Finalmente o Brasil se abriu para a literatura feita por negros?

Itamar – Eu acho que a gente vive um momento muito importante, de transformações na sociedade. A gente já tinha algum espaço nas pequenas editoras. Fui assim com a Conceição Evaristo, Eliana Alves Cruz. As grandes editoras, que fazem o livro circular e dão certo destaque, também estão se abrindo para isso. No Rio Grande do Sul temos o José Falero, com “Os supridores”, o Jeferson Tenório, com “O avesso da pele”. Estamos fazendo nossa literatura circular.

Isso significa que o racismo está diminuindo no Brasil?

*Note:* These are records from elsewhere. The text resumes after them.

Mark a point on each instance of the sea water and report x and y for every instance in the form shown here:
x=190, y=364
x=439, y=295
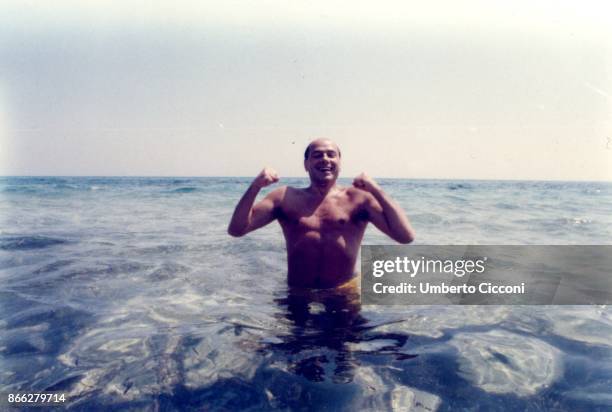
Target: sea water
x=128, y=293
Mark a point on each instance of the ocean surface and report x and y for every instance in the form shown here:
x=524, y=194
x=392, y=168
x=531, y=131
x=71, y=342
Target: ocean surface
x=127, y=293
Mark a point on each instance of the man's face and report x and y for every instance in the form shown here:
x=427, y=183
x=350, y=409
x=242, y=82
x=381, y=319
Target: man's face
x=323, y=163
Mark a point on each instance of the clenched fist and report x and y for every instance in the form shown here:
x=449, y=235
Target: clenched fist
x=265, y=178
x=365, y=182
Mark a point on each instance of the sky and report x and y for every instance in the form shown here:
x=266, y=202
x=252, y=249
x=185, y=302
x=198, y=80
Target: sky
x=458, y=90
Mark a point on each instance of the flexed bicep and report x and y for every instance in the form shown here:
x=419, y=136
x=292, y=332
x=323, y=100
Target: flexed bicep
x=263, y=212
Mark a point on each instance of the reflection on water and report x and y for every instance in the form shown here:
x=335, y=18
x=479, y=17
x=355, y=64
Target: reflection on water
x=327, y=329
x=128, y=294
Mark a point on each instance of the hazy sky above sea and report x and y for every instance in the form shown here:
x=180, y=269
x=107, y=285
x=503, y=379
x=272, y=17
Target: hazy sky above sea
x=476, y=89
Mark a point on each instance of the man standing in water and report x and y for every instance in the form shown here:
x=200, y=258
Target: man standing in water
x=324, y=223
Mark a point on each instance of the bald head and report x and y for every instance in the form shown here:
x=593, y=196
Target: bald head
x=319, y=141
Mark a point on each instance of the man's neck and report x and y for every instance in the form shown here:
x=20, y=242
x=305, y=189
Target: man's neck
x=322, y=188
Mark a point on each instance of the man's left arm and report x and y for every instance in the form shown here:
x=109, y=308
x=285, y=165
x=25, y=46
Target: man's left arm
x=384, y=212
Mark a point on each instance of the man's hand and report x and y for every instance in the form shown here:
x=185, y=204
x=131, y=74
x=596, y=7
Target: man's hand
x=265, y=178
x=365, y=182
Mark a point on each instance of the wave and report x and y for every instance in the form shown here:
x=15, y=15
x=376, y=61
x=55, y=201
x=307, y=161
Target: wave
x=187, y=189
x=28, y=242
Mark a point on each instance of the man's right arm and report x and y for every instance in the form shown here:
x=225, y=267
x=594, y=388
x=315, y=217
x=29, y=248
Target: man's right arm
x=247, y=217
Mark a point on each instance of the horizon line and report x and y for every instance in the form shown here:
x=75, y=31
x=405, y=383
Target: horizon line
x=302, y=177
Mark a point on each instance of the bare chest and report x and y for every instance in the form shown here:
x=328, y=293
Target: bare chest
x=329, y=216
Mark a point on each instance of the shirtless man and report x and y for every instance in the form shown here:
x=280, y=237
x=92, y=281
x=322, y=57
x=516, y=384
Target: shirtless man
x=324, y=223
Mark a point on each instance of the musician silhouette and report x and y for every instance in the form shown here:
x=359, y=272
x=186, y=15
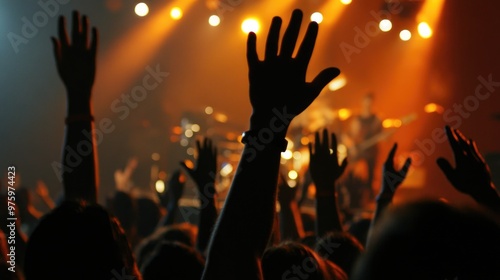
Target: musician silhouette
x=363, y=129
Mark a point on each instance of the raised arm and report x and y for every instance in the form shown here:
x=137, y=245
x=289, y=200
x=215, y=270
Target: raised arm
x=278, y=92
x=170, y=198
x=471, y=174
x=391, y=180
x=290, y=221
x=76, y=67
x=204, y=174
x=325, y=170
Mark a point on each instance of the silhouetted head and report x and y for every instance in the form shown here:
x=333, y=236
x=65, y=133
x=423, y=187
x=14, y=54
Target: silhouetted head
x=341, y=248
x=148, y=216
x=173, y=261
x=123, y=208
x=79, y=241
x=432, y=240
x=296, y=261
x=367, y=104
x=184, y=233
x=360, y=229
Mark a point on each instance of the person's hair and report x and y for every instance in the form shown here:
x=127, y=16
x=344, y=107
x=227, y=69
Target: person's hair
x=359, y=229
x=432, y=240
x=342, y=248
x=148, y=216
x=174, y=261
x=291, y=259
x=79, y=241
x=184, y=233
x=123, y=208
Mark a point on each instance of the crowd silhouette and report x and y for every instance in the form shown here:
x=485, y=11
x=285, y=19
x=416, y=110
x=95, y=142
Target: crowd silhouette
x=139, y=238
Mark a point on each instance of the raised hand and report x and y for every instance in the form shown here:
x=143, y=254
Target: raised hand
x=76, y=60
x=175, y=187
x=205, y=167
x=286, y=194
x=325, y=170
x=324, y=165
x=278, y=82
x=392, y=178
x=471, y=174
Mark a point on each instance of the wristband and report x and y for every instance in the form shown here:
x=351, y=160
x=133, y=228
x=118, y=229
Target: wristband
x=281, y=144
x=79, y=118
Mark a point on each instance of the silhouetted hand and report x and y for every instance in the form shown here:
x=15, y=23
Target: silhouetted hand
x=286, y=194
x=471, y=174
x=278, y=82
x=175, y=187
x=76, y=60
x=392, y=178
x=205, y=167
x=324, y=165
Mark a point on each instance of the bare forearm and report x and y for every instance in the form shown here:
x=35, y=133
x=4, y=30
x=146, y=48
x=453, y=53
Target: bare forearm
x=327, y=215
x=246, y=221
x=80, y=174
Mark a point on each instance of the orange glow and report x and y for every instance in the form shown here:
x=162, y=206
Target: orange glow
x=143, y=41
x=177, y=130
x=344, y=114
x=430, y=13
x=433, y=108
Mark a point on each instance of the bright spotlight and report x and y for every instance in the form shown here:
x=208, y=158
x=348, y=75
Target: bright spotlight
x=214, y=20
x=405, y=35
x=141, y=9
x=385, y=25
x=160, y=186
x=250, y=25
x=176, y=13
x=317, y=17
x=424, y=30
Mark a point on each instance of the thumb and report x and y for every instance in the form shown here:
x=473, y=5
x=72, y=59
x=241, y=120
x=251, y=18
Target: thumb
x=188, y=170
x=323, y=78
x=445, y=167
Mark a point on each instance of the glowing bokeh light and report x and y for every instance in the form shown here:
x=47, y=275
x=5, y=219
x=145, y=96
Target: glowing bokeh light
x=141, y=9
x=424, y=30
x=250, y=25
x=405, y=35
x=317, y=17
x=214, y=20
x=385, y=25
x=176, y=13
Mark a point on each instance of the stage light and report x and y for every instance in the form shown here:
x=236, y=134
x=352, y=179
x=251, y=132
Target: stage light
x=385, y=25
x=176, y=13
x=287, y=154
x=188, y=133
x=405, y=35
x=297, y=155
x=424, y=30
x=250, y=25
x=209, y=110
x=304, y=140
x=317, y=17
x=226, y=170
x=195, y=127
x=344, y=114
x=141, y=9
x=214, y=20
x=292, y=174
x=160, y=186
x=155, y=156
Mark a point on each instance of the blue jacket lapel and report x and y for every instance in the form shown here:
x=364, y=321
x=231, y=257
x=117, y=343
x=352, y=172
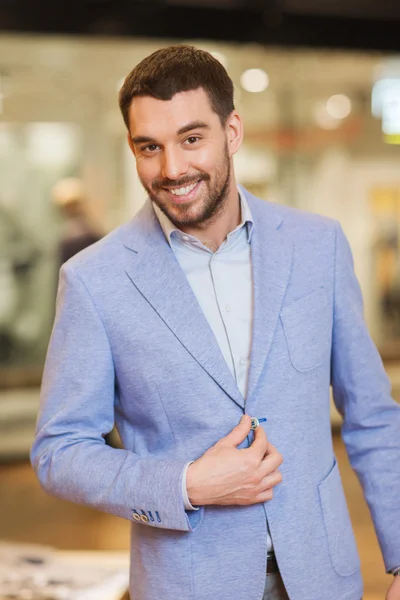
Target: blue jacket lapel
x=271, y=264
x=158, y=276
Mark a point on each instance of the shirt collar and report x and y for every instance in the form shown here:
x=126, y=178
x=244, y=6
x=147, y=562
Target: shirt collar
x=246, y=219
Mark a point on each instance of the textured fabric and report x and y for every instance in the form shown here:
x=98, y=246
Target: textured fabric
x=131, y=342
x=222, y=284
x=274, y=588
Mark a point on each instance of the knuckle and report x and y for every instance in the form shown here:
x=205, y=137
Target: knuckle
x=251, y=462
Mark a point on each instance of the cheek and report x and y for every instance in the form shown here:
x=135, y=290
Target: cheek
x=206, y=159
x=147, y=170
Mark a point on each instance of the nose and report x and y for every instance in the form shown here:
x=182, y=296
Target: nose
x=174, y=163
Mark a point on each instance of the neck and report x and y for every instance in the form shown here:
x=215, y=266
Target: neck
x=213, y=233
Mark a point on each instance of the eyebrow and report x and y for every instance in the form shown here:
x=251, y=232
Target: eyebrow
x=143, y=139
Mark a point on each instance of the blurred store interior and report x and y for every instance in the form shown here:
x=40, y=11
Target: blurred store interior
x=322, y=133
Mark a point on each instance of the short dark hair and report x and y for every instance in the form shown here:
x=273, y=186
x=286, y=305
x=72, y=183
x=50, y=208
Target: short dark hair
x=176, y=69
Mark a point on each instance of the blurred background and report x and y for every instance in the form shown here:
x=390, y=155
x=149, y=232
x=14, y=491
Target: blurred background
x=318, y=86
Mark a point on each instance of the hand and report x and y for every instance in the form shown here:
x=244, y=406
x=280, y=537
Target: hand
x=393, y=592
x=225, y=475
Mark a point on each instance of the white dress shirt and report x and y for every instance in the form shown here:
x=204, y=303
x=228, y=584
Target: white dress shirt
x=223, y=285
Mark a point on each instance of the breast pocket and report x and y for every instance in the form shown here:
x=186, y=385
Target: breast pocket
x=307, y=324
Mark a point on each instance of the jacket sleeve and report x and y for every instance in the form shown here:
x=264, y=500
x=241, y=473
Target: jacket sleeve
x=69, y=453
x=371, y=418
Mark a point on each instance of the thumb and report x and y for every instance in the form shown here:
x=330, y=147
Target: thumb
x=240, y=432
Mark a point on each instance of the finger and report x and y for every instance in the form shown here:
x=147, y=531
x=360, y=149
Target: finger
x=260, y=443
x=270, y=481
x=264, y=496
x=238, y=433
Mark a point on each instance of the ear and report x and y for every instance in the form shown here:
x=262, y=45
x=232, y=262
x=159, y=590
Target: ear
x=130, y=144
x=234, y=130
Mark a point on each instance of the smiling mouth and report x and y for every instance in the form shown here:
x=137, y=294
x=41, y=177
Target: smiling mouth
x=182, y=191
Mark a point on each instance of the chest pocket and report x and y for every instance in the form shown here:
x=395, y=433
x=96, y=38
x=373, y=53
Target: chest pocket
x=307, y=324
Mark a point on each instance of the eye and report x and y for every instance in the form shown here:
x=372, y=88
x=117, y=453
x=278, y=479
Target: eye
x=192, y=139
x=151, y=148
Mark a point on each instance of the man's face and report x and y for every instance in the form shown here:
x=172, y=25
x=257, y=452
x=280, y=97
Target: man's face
x=182, y=155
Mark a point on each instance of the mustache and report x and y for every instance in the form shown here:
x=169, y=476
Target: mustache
x=159, y=184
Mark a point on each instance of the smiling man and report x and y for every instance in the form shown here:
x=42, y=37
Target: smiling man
x=210, y=329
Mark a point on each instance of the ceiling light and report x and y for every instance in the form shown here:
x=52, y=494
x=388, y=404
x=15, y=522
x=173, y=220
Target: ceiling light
x=254, y=80
x=338, y=106
x=323, y=118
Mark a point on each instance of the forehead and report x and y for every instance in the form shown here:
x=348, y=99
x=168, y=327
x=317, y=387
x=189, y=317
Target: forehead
x=149, y=116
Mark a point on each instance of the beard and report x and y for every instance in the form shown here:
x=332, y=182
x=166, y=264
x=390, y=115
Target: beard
x=203, y=210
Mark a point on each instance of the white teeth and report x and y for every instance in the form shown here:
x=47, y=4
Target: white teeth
x=183, y=191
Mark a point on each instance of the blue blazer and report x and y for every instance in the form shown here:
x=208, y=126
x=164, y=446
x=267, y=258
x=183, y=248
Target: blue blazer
x=131, y=344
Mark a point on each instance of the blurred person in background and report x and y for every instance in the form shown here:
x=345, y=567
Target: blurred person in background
x=78, y=231
x=208, y=313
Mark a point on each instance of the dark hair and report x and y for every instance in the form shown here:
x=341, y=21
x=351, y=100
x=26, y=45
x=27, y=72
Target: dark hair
x=176, y=69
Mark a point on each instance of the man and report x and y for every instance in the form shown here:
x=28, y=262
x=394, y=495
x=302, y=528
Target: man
x=209, y=308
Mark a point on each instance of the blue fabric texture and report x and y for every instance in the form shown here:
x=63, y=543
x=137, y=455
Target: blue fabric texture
x=131, y=343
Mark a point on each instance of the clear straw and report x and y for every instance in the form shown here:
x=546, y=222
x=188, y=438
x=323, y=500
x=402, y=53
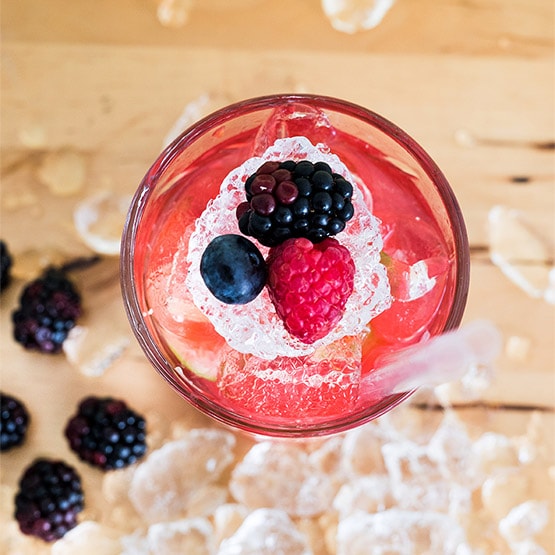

Itamar – É um processo muito longo se a gente imaginar que tivemos quase 400 anos de escravidão e que esse sistema nos legou um racismo estrutural que permeia tudo em nossa sociedade. O que aconteceu em Porto Alegre, no supermercado, não é um evento isolado, mas algo que fala desse racismo estrutural muito marcante e presente nos nossos dias. Temos caminhado a passos largos, mas a mudança não será da noite para o dia. É uma construção de gerações. Acredito que as próximas gerações já herdarão um mundo no qual essas questões já estarão problematizadas, algumas delas já superadas. Parece que estamos num mundo mais racista por que estamos debatendo intensamente. Não é. o mundo que entenderá que o racismo é um monstro a ser derrotado.

Teve racismo estrutural no caso de João Alberto? Tem havido uma desqualificação da vítima para não caracterizar o ato como racismo?

Itamar – Essa desconstrução sempre existiu. Sempre tenta colocar o homem negro nesse espaço de violência. O que ocorreria com um homem branco? Já vi muitos homens brancos discutindo com atendentes, funcionários de supermercados, e nada aconteceu com eles. Basta um homem negro falar num tom mais alto que isso já é tido como violência e justificativa para atos subsequentes que serão praticados. Eu já esperava que fizessem essa desconstrução porque isso é sistemático.

Professor, pesquisador, escritor consagrado, ainda és alvo de racismo?

Itamar – Cada vez menos por ocupar esse espaço público. Posso dizer que já sofri muito inclusive no espaço da universidade. Vez ou outra, ouvia piadas como “esse daí tem um pé na senzala”. Essas coisas que machucam muito e marcam a gente profundamente. Também sabemos que o racismo no Brasil obedece a uma escala de pigmentocracia. Quanto mais retinto, quanto mais melanina, mais a pessoa é alvo de racismo. O livro de Paulo Scott, “Marrom e amarelo”, conta muito essa história. O racismo brasileiro tem várias nuances. Quanto mais vulnerável é a situação social do indivíduo, mais sujeito ao racismo ele está.

Djamila Ribeiro colocou em voga o lugar de fala. Esse conceito é justo? Pode servir para silenciar o outro? Branco pode falar de negro?

Itamar –  Todos devem ter a liberdade de falar, mas a gente sempre deve ouvir aquele que de fato vive o cotidiano representado ali. Imagine uma mesa de vários homens brancos discutindo o feminismo. Seria estranho, não? Da mesma forma, uma mesa com vários homens brancos discutindo racismo. Todos devem ter direito a opinião, mas essa voz deve ser confrontada com os sujeitos do que se discute. Nas artes é mais delicado ainda. Ninguém pode dizer o que alguém vai escrever. James Baldwin tem toda sua obra ensaística, literária, voltada para as questões de raça e o seu lugar como afro-americano no mundo, mas ele escreveu um romance, “O quarto de Giovanni”, que é protagonizado por brancos. Isso não lhe tira o mérito nem a qualidade literária da sua obra. A arte é esse terreno da liberdade. Não fosse assim Flaubert não teria escrito Madame Bovary nem Tolstoi, Anna Karênina. No debate público, o lugar de fala tem o seu lugar.

Em Torto arado, belo livro, as personagens são fortes e verossímeis.

Itamar – Sempre me perguntam: por que personagens mulheres? Como narrar a partir desse lugar? Quando submeti o livro ao Prêmio Leya, eu que não sabia o que fazer e não conhecia editores, adotei um pseudônimo neutro. Concorre-se de forma anônima. Queria que o meu gênero não importasse na avaliação da obra. O júri ficou com uma dúvida até o final. Decidiram qual era o livro vencedor e depois, quando abriram o envelope, ficaram sabendo o gênero do autor. A literatura é esse lugar da alteridade. A gente vive a vida do outro.

Torto arado trata de um mundo rural, personagens negros, descendentes de escravos, e há a questão de poder falar ou não. O mundo rural do nordeste brasileiro ainda é como apresentado no livro?

Itamar – Ainda é muito parecido, muito real. Ei deixei essa questão do tempo em aberto na história. Não há muitas datas. Então as pessoas não conseguem situar a história em determinado momento. Vem até os anos 2000. Fui para campo e encontrei uma realidade que me chocou muito.